In the given exercise, these rules allow us to simplify complex expressions into a manageable form to solve the exponential equation.

The common base concept is essential for solving exponential equations effectively. When different numbers are written as powers but need to be compared or simplified, using a common base simplifies this process.

• Start by identifying a suitable base that both numbers can be expressed as powers of.


• For our problem, 125 and 5 are both powers of 5, i.e., \(125 = 5^3\) and \(5 = 5^1\).

Writing these numbers with a common base helps in aligning the exponents, thereby making it possible to equate them easily.
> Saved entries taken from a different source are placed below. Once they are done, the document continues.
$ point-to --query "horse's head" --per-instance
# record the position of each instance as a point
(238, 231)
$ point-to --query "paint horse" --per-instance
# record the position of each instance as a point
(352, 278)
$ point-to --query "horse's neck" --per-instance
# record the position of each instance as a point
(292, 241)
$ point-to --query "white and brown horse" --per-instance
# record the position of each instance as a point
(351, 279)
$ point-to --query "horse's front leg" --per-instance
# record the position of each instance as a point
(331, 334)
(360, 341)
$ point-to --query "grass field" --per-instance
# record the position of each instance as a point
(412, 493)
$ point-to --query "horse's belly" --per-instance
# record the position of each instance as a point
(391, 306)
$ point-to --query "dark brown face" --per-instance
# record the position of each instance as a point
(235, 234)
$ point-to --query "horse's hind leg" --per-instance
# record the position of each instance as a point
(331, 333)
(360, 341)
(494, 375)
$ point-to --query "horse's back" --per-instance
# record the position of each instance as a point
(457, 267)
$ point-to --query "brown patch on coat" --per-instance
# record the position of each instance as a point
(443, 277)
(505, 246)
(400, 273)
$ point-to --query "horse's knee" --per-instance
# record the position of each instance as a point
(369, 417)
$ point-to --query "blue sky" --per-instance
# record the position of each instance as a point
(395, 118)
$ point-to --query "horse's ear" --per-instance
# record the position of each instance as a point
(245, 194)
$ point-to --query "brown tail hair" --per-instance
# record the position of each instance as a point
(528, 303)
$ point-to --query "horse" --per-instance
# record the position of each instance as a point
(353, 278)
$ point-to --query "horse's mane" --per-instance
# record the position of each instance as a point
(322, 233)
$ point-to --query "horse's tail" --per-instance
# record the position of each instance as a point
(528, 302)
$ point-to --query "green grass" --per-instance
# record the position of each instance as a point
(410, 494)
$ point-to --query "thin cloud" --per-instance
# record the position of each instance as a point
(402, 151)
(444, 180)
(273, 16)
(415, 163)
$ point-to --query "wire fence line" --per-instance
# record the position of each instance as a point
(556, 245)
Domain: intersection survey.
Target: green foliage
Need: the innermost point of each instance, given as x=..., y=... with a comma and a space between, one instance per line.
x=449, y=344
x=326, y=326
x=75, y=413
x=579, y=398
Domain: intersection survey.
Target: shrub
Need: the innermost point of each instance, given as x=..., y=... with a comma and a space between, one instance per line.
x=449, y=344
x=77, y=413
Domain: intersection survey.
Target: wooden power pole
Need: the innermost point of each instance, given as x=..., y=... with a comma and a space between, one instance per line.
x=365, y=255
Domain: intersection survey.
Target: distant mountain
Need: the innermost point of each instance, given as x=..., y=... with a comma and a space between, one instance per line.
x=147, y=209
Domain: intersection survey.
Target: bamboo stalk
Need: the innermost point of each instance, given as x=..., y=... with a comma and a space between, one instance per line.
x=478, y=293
This step is essential as it transforms the original equation into a form where exponent rules can be efficiently applied.

The power of a power rule is another critical tool in simplifying equations involving exponents. This rule states that when you raise a power to another power, you multiply the exponents.
In the context of our exercise, this rule allows for the transformation of the equation \((5^3)^x = 5^1\) into a simpler form: \(5^{3x} = 5^1\). By doing so, it reduces a potentially cumbersome exponent expression into a more straightforward one by focusing on the exponentiation process.
Once simplified using this rule, the path to solving for the unknown variable "x" becomes clearer: equate the exponents, which results in the simple equation \(3x = 1\). From here, solving for \(x\) becomes straightforward, leading to the final answer \(x = \frac{1}{3}\). Thus, understanding and applying the power of a power rule is pivotal in managing and solving exponential equations.